The legal analysis starts with the general proposition that an individual’s Constitutional rights protect the individual only from the actions of government agents. A private individual, acting only as a private individual, cannot violate another person’s Constitutional rights. Constitutional rights and civil rights are not the same thing. That is true conceptually, although there is considerable overlap in actual practice. The US Constitution, specifically the Fourth Amendment to the Bill of Rights, protects persons from unreasonable searches of their persons and dwellings and unreasonable seizures of their property. However, that only applies to the actions of the police or actions of persons acting for the police.
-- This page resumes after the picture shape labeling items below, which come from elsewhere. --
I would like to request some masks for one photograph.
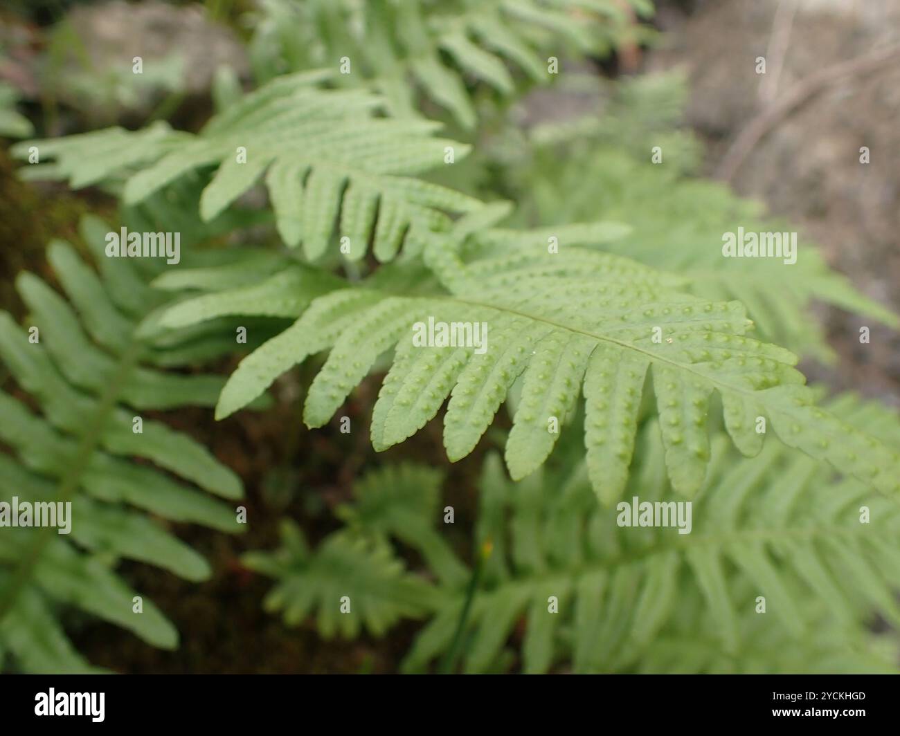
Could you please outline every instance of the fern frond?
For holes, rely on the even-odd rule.
[[[845,396],[832,408],[886,439],[900,434],[897,417],[874,405]],[[670,526],[623,525],[622,508],[595,502],[575,440],[567,433],[551,462],[519,482],[505,477],[498,454],[487,456],[473,547],[491,552],[464,629],[464,671],[495,671],[510,642],[525,672],[896,671],[896,642],[868,630],[875,613],[891,622],[900,615],[896,504],[777,440],[741,458],[717,432],[691,525],[680,527],[688,534],[673,528],[674,512]],[[642,426],[639,444],[628,496],[672,503],[657,419]],[[335,536],[422,552],[422,528],[430,523],[440,534],[443,525],[430,498],[410,505],[411,489],[396,488],[415,474],[366,476],[358,507],[341,512],[352,528]],[[432,570],[438,582],[418,601],[428,621],[405,671],[448,650],[469,596],[465,576],[451,582]],[[311,595],[295,571],[267,571],[289,598]],[[351,579],[332,586],[349,591]]]
[[[0,136],[25,138],[34,133],[32,121],[15,109],[19,94],[6,82],[0,82]]]
[[[900,426],[896,417],[880,419]],[[651,422],[629,496],[671,498],[656,464],[664,452]],[[525,671],[546,671],[566,656],[577,671],[796,671],[825,669],[826,655],[871,666],[876,658],[853,648],[871,639],[873,611],[890,621],[900,611],[891,592],[896,506],[779,443],[739,459],[717,435],[713,455],[715,471],[693,500],[693,528],[684,535],[618,526],[618,510],[591,505],[578,463],[512,484],[499,458],[490,461],[478,538],[494,542],[497,560],[472,605],[467,670],[489,669],[521,619]],[[542,492],[548,484],[560,492]],[[860,523],[860,505],[870,524]],[[549,612],[551,596],[557,614]],[[422,631],[408,669],[449,645],[448,622],[464,598],[458,589]],[[659,649],[678,639],[706,644],[683,660]],[[886,660],[878,669],[887,667],[896,669]]]
[[[237,475],[193,438],[142,416],[209,406],[221,381],[156,367],[182,353],[177,341],[140,337],[165,300],[131,264],[104,257],[106,229],[94,218],[82,224],[100,275],[55,242],[48,256],[65,296],[22,274],[29,329],[0,313],[0,360],[30,395],[26,403],[0,392],[0,441],[12,452],[0,454],[0,498],[71,504],[70,536],[52,527],[0,534],[0,651],[26,671],[90,669],[57,620],[60,606],[176,646],[175,627],[150,601],[132,612],[137,593],[111,565],[128,559],[188,580],[209,576],[206,561],[151,515],[241,531],[234,510],[210,495],[241,498]]]
[[[652,13],[648,3],[629,4]],[[548,54],[604,55],[626,33],[641,33],[612,0],[269,0],[259,15],[250,55],[263,78],[346,58],[349,72],[336,81],[377,90],[392,114],[416,114],[414,84],[467,129],[477,122],[469,79],[508,98],[516,88],[509,67],[545,82]]]
[[[624,489],[645,377],[653,390],[675,488],[696,493],[709,460],[708,402],[721,397],[725,426],[745,454],[761,446],[757,417],[778,436],[886,493],[897,489],[900,456],[814,406],[788,351],[760,342],[743,307],[675,290],[677,278],[577,247],[559,254],[527,235],[513,255],[464,263],[449,238],[426,247],[448,293],[404,296],[341,289],[320,297],[292,327],[238,365],[220,399],[226,417],[281,372],[330,350],[310,387],[303,418],[321,426],[382,353],[394,350],[372,423],[376,450],[415,434],[449,397],[444,444],[451,461],[475,447],[522,376],[507,443],[513,478],[549,455],[580,392],[591,480],[609,503]],[[487,325],[473,345],[419,346],[417,325]]]
[[[410,231],[446,228],[450,213],[480,206],[410,177],[464,157],[468,146],[434,137],[436,123],[377,117],[382,105],[377,96],[317,86],[328,76],[280,77],[214,116],[195,136],[159,123],[137,133],[108,129],[30,141],[14,155],[25,157],[37,146],[42,158],[56,163],[31,177],[68,178],[74,187],[124,177],[129,205],[215,166],[200,197],[203,221],[265,179],[278,232],[291,247],[302,242],[310,260],[325,253],[334,231],[349,238],[341,251],[347,258],[363,257],[371,243],[379,260],[390,260]]]
[[[282,524],[282,546],[248,552],[245,565],[279,582],[266,597],[268,611],[282,611],[288,625],[315,613],[320,633],[346,639],[364,628],[381,636],[403,617],[425,613],[428,585],[410,575],[384,543],[346,534],[329,536],[310,552],[302,532]]]
[[[627,238],[604,244],[603,249],[680,274],[698,296],[741,301],[762,339],[801,355],[821,360],[833,355],[809,316],[813,301],[900,326],[896,315],[830,269],[802,234],[794,264],[723,256],[723,237],[738,227],[748,233],[779,234],[796,228],[765,217],[758,202],[735,196],[723,184],[684,175],[686,168],[697,168],[696,156],[682,156],[685,146],[666,138],[685,135],[676,127],[675,111],[683,106],[673,99],[678,89],[669,76],[636,80],[625,87],[625,101],[592,120],[589,129],[563,136],[562,143],[559,135],[539,136],[543,143],[534,148],[531,161],[515,167],[509,177],[517,201],[524,202],[519,211],[536,213],[548,229],[554,223],[562,227],[594,218],[631,224]],[[635,99],[643,102],[635,104]],[[652,108],[669,112],[648,130]],[[659,145],[661,163],[651,162],[648,139]],[[526,189],[517,185],[522,181],[528,182]]]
Civil rights, on the other hand, are not guaranteed by the Constitution or the Bill of Rights, but come from laws passed by the US Congress or state or local legislatures. For example, civil rights include disability and other discrimination laws. Discrimination laws protect individuals from discriminatory actions by private persons and private corporations as well as governmental authorities. To claim a violation of his Constitutional rights, the patient here would have to prove there was a prior arrangement between the hospital and the police department. The arrangement would have to have been for the hospital to direct its nursing personnel to search patients without a search warrant on behalf of the police department, in situations where the police department did not have probable cause or otherwise could not get a search warrant, or at least did not have a search warrant to justify a search. To make the existence of such an arrangement even more difficult to prove, the courts have added the requirement that, to be considered an agent of the police, the private party alleged to be acting on behalf of the police must be getting paid to do so. The hospital’s emergency department nurses were private individuals doing their job as hospital nurses and had no prior connection to the police. 

Reference

  • United States v. Coleman, No. 4:24-CR.71, 2025 WL 20427 (N.D. Miss., January 2, 2025).